What's coming at the Vanderbilt Yard? More columns needed to support roof, on first block, that will serve as platform for tower construction.
This is the seventh of ten articles on the 6/7/22 meeting of the Atlantic Yards Community Development Corporation. The first concerned the affordable housing timetable. The second assessed an estimated 2031 completion date. The third addressed the impact of a potential Greenland default. The fourth concerned expectations of 421-a benefits. The fifth concerned the deadline for the Urban Room. The sixth addressed timing for the school. The eighth discussed community impacts of construction. The ninth concerned plans for B12/B12 affordable housing. The tenth concerned the Open Meetings Law.
From presentation (at bottom) |
At the meeting, Scott Solish of Greenland USA, which owns nearly all of master developer Greenland Forest City Partners, explained the planned work.
It starts in the area of B5, the building site just east of Sixth Avenue between Atlantic Avenue and Pacific Street, part of Block 1120.
After the columns are installed, then comes a roof on top. That will occur in three sections, including sites for the three towers over the block: B5, B6, and B7.

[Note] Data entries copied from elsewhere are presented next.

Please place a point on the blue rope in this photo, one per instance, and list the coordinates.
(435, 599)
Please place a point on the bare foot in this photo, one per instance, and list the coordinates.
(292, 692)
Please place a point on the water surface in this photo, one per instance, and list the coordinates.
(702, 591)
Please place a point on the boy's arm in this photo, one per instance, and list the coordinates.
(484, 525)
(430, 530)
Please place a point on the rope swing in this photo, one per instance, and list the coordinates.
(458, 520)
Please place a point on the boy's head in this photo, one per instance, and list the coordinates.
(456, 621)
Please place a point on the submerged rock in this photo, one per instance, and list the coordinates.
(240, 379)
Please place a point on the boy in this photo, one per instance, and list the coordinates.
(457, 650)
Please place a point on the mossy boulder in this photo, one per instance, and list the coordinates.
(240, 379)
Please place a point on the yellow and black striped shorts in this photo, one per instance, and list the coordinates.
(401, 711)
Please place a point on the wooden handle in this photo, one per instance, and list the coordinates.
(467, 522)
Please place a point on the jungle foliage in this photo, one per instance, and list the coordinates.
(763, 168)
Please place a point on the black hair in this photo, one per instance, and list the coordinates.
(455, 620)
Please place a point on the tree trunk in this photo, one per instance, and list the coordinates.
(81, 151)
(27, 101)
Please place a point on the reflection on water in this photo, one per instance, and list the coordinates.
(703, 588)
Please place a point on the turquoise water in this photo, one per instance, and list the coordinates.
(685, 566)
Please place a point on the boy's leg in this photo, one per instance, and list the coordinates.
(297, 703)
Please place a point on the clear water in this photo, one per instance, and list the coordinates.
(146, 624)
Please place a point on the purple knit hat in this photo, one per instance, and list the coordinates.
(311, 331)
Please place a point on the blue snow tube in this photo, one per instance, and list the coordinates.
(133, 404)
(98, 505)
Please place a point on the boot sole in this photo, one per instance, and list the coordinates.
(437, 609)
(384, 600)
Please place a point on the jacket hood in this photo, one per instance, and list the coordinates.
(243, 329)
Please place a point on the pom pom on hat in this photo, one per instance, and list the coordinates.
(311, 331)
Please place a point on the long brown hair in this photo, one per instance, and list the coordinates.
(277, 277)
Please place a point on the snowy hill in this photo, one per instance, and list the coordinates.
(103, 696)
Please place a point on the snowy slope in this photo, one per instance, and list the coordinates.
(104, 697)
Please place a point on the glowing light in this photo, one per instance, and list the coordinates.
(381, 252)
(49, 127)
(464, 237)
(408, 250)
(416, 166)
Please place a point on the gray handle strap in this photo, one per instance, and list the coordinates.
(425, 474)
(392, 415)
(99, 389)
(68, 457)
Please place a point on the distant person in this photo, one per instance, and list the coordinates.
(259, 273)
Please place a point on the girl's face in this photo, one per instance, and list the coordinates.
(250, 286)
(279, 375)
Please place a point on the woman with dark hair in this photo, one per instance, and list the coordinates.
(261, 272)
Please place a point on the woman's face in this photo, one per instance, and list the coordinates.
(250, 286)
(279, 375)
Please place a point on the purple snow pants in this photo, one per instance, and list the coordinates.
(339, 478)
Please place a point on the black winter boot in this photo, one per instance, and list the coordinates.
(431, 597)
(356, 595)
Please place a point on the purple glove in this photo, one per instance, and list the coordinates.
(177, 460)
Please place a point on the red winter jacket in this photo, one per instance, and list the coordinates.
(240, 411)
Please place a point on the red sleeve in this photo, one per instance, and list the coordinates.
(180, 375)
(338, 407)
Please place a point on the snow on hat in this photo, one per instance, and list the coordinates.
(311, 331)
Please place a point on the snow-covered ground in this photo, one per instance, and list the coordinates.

Director Gib Veconi asked if separate contractors were working on the platform and on B5 or if it's being done by the same firm. (At that time, no contractor had been named, but the contractors for the platform were revealed in another document, as I wrote today.)
"It can be done by the same firm and it can be done by different firms," Solish said, noting that they saw the "platform contract as a single contract done by one firm"--actually two--"and then the vertical buildings can be done by different firms through a segregation of those teams."
What seems to be sticking up in the center is a roof over a street-level ramp at Sixth Avenue. B5, he said would have that "kind of incorporated through the ground floor. So just it's a very tight complex site that's been fully designed and vetted with design professionals and signed off on by the [LIRR] under their own processes.... That driveway in that ramp remain in place and become kind of an enclosed tunnel for the railroad sole purpose of driving vehicles in and out of the yard."
Block 1121, where trains are stored/serviced |
LIRR questions
Director Drew Gabriel asked if the LIRR has 24-hour access.